The advent of white ways, page 69

“Long before I heard about Christ or saw a white man … I knew God. I sensed what grace was. I saw and loved what is truly beautiful. Civilization has not taught me anything better!”

– Ohiyesa 

The influence of white religion

“Our transition from natural life to the artificial life of civilization has caused enormous spiritual and moral loss. A European who came among us said: “You are children. You can’t do anything, you can’t invent anything. We have one god and he has given us the right to teach and guide all people on Earth. As proof of this, we have his book, an extraordinary counselor, whose every word is true and binding. We are a chosen nation – a superior race. We have heaven with golden gates that will not let any pagans and unbelievers in, and hell, where souls of just such people are tortured forever. We are respectable, truthful, educated, pious, peaceful, we hate cruelty and injustice. Our task is to educate, convert to Christianity and protect the rights and property of the weak and uncivilized.

Those of us who listened to the sermons of the missionaries began to believe that only a white man had a true god, and that things that the Indian had previously considered sacred were the invention of the devil. This undermined the very foundations of our philosophy. This often happened without being replaced by Christian philosophy, not because the very qualities of Christian philosophy were worthless, but because the conflicting behavior of their followers made it difficult for us to accept or understand.

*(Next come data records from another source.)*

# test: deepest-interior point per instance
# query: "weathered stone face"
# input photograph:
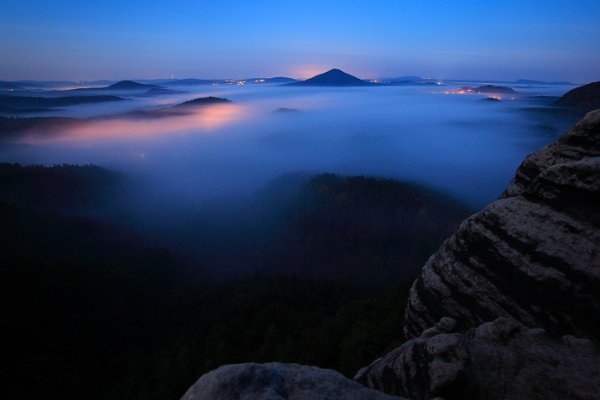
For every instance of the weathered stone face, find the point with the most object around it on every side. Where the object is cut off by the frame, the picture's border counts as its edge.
(276, 381)
(496, 361)
(533, 255)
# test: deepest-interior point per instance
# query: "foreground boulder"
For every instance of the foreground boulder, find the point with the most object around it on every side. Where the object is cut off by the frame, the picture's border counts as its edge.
(533, 255)
(495, 361)
(276, 381)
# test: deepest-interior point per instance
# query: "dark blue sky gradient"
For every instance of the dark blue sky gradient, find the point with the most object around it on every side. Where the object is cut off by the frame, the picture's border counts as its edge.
(495, 39)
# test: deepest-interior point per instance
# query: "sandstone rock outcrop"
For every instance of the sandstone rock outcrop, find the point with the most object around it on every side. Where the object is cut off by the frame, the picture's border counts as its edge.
(533, 255)
(276, 381)
(497, 360)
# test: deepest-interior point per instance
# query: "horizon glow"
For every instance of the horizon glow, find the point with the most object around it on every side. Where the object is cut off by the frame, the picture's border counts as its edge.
(553, 40)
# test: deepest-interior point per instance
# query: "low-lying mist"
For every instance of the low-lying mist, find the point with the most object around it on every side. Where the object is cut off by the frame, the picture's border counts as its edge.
(193, 175)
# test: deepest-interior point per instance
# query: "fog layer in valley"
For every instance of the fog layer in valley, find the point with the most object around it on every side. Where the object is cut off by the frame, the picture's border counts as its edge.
(197, 169)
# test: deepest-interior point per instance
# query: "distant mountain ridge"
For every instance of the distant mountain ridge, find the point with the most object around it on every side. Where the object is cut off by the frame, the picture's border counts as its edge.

Some of us have accepted the god of the white man in good faith. The preacher himself looked like an Indian. He did not avoid hardship, and as he followed and shared the fate of the tribes in the wilderness, the members of the tribe learned to trust him and love him. Then other missionaries came who had houses where they slept and planted gardens and who were embarrassed to sleep in an Indian wigwam or eat their wild food, but for the most part held back and forced the converts into their own clothes and manners. These also had their followers at the right time. But basically, it’s true that although the Indians eagerly sought out rifles and gunpowder, knives and whiskey, some pieces of clothing, and later horses, did not by themselves desire the white man’s food, his houses, his books, his government, or his religion. The two great “civilizers” were, after all, whiskey and gunpowder. And the moment we accepted them, we actually sold our ancestors and all of us unknowingly allowed our own demise. As soon as we left the broad democracy and pure idealism of our beginnings and dared to enter the world game of competition, our helm came loose, we lost our compasses and storms of materialism and conquest swept here and there like leaves in the wind.”